Channon’s third point is to go slow. While it may seem uncontroversial to instructors within a style that there is no reason why men and women should not chi sao, spar or roll together, it may be much less obvious to a new student showing up at the school for the first time. Certain female students are hesitant to engage in mixed sex training.

Channon reviews two specific cases that instructors are likely to encounter. The first of these has to do with strongly held religious objections to the mixing of the sexes. Respondents to his survey reported that in some instances Muslim men refused to work with, or even acknowledge, female students in classes. Of course this issue is not totally unique to Muslims. As I pointed out at the start of this essay, our ideas about mixed sex training environments today are much different than what was acceptable in China a hundred years ago. If an individual takes a strongly principled view that mixed sex training is undesirable there is not much to do about it in purely practical terms.

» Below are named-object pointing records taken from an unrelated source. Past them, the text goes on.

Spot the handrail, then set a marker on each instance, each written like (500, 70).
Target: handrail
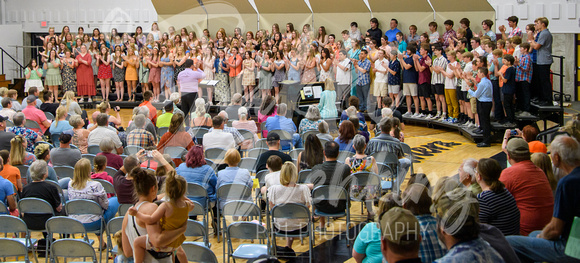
(20, 67)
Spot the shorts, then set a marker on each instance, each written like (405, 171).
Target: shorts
(424, 90)
(379, 89)
(410, 89)
(473, 102)
(438, 89)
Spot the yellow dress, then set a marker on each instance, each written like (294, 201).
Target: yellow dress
(177, 219)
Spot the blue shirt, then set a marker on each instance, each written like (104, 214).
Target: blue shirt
(233, 175)
(410, 75)
(392, 34)
(483, 92)
(567, 201)
(476, 250)
(6, 189)
(364, 78)
(202, 175)
(368, 242)
(62, 126)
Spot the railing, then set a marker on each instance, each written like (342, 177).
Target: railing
(20, 67)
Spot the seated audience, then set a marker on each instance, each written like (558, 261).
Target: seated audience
(65, 155)
(107, 145)
(497, 206)
(218, 138)
(467, 172)
(529, 186)
(82, 187)
(346, 134)
(548, 245)
(312, 155)
(102, 131)
(289, 191)
(233, 174)
(80, 134)
(273, 141)
(244, 123)
(19, 129)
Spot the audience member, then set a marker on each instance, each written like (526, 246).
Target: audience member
(497, 206)
(273, 141)
(65, 155)
(549, 244)
(529, 186)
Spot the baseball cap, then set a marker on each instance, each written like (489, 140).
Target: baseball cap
(400, 226)
(518, 146)
(272, 137)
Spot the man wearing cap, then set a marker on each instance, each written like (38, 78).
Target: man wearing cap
(232, 109)
(401, 236)
(65, 155)
(513, 24)
(5, 137)
(34, 114)
(19, 129)
(218, 138)
(529, 186)
(273, 141)
(457, 213)
(549, 244)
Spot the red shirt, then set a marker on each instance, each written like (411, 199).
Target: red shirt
(152, 111)
(530, 187)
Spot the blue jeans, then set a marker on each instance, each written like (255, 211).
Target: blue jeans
(108, 215)
(533, 249)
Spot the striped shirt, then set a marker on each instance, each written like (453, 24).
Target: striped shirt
(499, 210)
(438, 78)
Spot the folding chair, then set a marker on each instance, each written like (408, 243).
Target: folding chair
(248, 163)
(63, 225)
(109, 188)
(197, 253)
(368, 187)
(132, 149)
(161, 131)
(93, 149)
(229, 192)
(111, 171)
(71, 248)
(196, 229)
(293, 211)
(175, 152)
(90, 157)
(13, 248)
(294, 153)
(114, 225)
(35, 206)
(255, 153)
(333, 194)
(198, 193)
(237, 208)
(64, 171)
(87, 207)
(10, 225)
(123, 208)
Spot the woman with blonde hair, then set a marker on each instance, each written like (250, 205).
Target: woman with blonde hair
(60, 124)
(18, 153)
(82, 187)
(289, 191)
(543, 161)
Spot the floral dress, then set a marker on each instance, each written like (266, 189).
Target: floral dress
(166, 74)
(249, 78)
(69, 78)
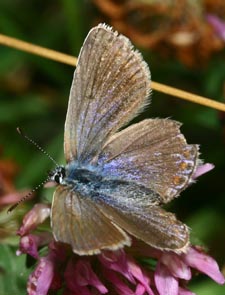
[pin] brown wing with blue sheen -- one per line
(110, 85)
(78, 221)
(152, 153)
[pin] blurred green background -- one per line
(34, 93)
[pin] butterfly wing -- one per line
(153, 225)
(110, 85)
(79, 222)
(134, 208)
(152, 153)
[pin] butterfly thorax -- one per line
(88, 181)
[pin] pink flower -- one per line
(111, 272)
(172, 269)
(29, 244)
(40, 280)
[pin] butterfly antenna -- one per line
(36, 145)
(27, 196)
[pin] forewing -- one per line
(152, 153)
(110, 85)
(78, 221)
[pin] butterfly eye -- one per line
(58, 174)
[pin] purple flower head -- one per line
(111, 272)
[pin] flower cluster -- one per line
(110, 272)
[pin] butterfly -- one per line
(116, 180)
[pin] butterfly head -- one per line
(57, 175)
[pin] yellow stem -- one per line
(70, 60)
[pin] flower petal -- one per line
(121, 287)
(176, 265)
(183, 291)
(166, 284)
(204, 263)
(79, 275)
(41, 278)
(117, 261)
(139, 275)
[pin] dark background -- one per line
(34, 93)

Sexual abuse survivors were another category of students who (understandably) tended to be wary of mixed-sex touch. In this case the consensus view seems to have been to go slowly, but to eventually try to move the student to more robust forms of mixed-sex training. Again this was seen as especially important when a student’s goals included the building of real-world self-defense skills rather than just fitness or recreation.


RunBikeThrow said...

"...female students noting that their male classmates refuse to hit or seriously engage with them for “fear of causing injury..."

In my Aikido club we often have the opposite problem - new female students are sometimes reluctant to make the strong opening grab or strike needed for a good technique. Sometimes the chest grasp doesn't even reach me, so I just stand there. I have whispered things like, "Pretend I'm your ex-boyfriend", which sometimes helps.

Rick Matz said...

Back in the late 70's when I was training very hard in Yoshinkan Aikido, I was practicing an elbow lock, hiji shime, with a female white belt student. She happened to be my brother's girlfriend.

She was a bit over enthusiastic and really messed up my elbow. It still bothers me to this day.